Estrogens are known to have an adverse impact on the reproductive functions of aquatic animals in natural waters. However, the estrogen levels are usually below the detection limits and vary drastically in the surface water, making it difficult to assess the environmental exposure in watershed management. While dynamic models are useful to bridge the data gaps on estrogen levels in surface water, the complex interconversion among estrogens hinders the accurate calculation of estrogens levels. To address the issue, we developed a kinetic model consisting of three first-order ordinary differential equations to track the concentration change of three key estrogens, estrone (E1), 17α-estradiol (E2α), and 17β-estradiol (E2β) with time resulting from the complex interconversion process. The model was solved by the matrix method and applied to 15 sets of lab data measured both in anaerobic and aerobic conditions as well as in aqueous solutions and solids with various initial estrogen concentrations from earlier studies. The coefficient of determination (R²) values for those datasets range between 0.842 and 0.989, indicating very good accuracy for the application to the natural environment. This kinetic model can help managers to assess the environmental exposure in watershed management and make determinations on effective solutions.

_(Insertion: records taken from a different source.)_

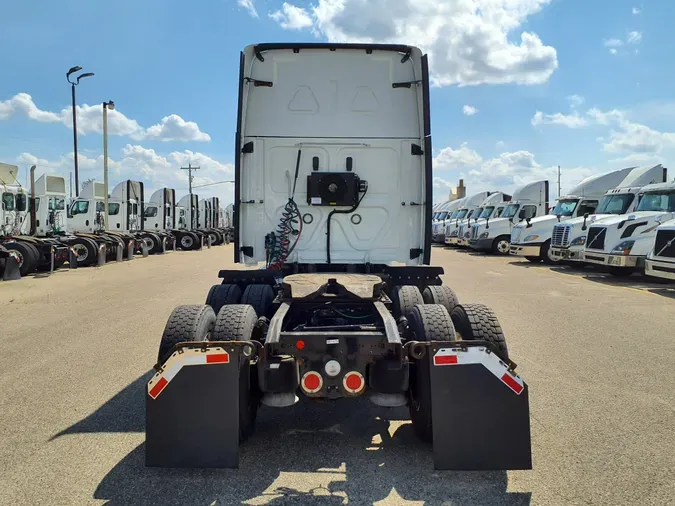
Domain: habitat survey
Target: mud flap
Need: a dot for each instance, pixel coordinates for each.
(192, 409)
(12, 270)
(480, 411)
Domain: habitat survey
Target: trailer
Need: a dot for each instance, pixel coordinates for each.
(569, 237)
(532, 240)
(163, 215)
(333, 211)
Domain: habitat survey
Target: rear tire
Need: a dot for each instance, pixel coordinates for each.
(501, 245)
(440, 294)
(221, 295)
(477, 322)
(260, 297)
(26, 257)
(238, 323)
(405, 298)
(429, 322)
(186, 323)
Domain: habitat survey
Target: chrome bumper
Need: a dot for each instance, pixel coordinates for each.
(568, 254)
(660, 269)
(520, 250)
(613, 260)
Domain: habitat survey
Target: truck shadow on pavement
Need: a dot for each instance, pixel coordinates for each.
(312, 453)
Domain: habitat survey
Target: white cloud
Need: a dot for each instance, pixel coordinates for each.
(248, 5)
(468, 42)
(139, 163)
(291, 17)
(505, 172)
(90, 120)
(573, 120)
(575, 100)
(634, 37)
(469, 110)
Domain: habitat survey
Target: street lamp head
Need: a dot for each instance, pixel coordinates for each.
(73, 69)
(88, 74)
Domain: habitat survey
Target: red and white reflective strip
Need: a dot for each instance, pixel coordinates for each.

众所周知，雌激素会对自然水域中水生动物的生殖功能产生不利影响。然而，雌激素水平通常低于检测限，并且在地表水中变化很大，因此很难评估流域管理中的环境暴露。虽然动态模型有助于弥合地表水中雌激素水平的数据差距，但雌激素之间复杂的相互转换阻碍了雌激素水平的准确计算。为了解决这个问题，我们开发了一个由三个一阶常微分方程组成的动力学模型来跟踪三种关键雌激素、雌酮 (E1)、17α-雌二醇 (E2α) 和 17β-雌二醇 (E2β) 的浓度随时间的变化由于复杂的相互转换过程。该模型通过矩阵方法求解，并应用于 15 组实验室数据，这些数据在厌氧和需氧条件下以及早期研究中具有各种初始雌激素浓度的水溶液和固体中测量。决定系数（R² ) 这些数据集的值范围在 0.842 和 0.989 之间，表明在自然环境中的应用具有非常好的准确性。该动力学模型可以帮助管理人员评估流域管理中的环境暴露并确定有效的解决方案。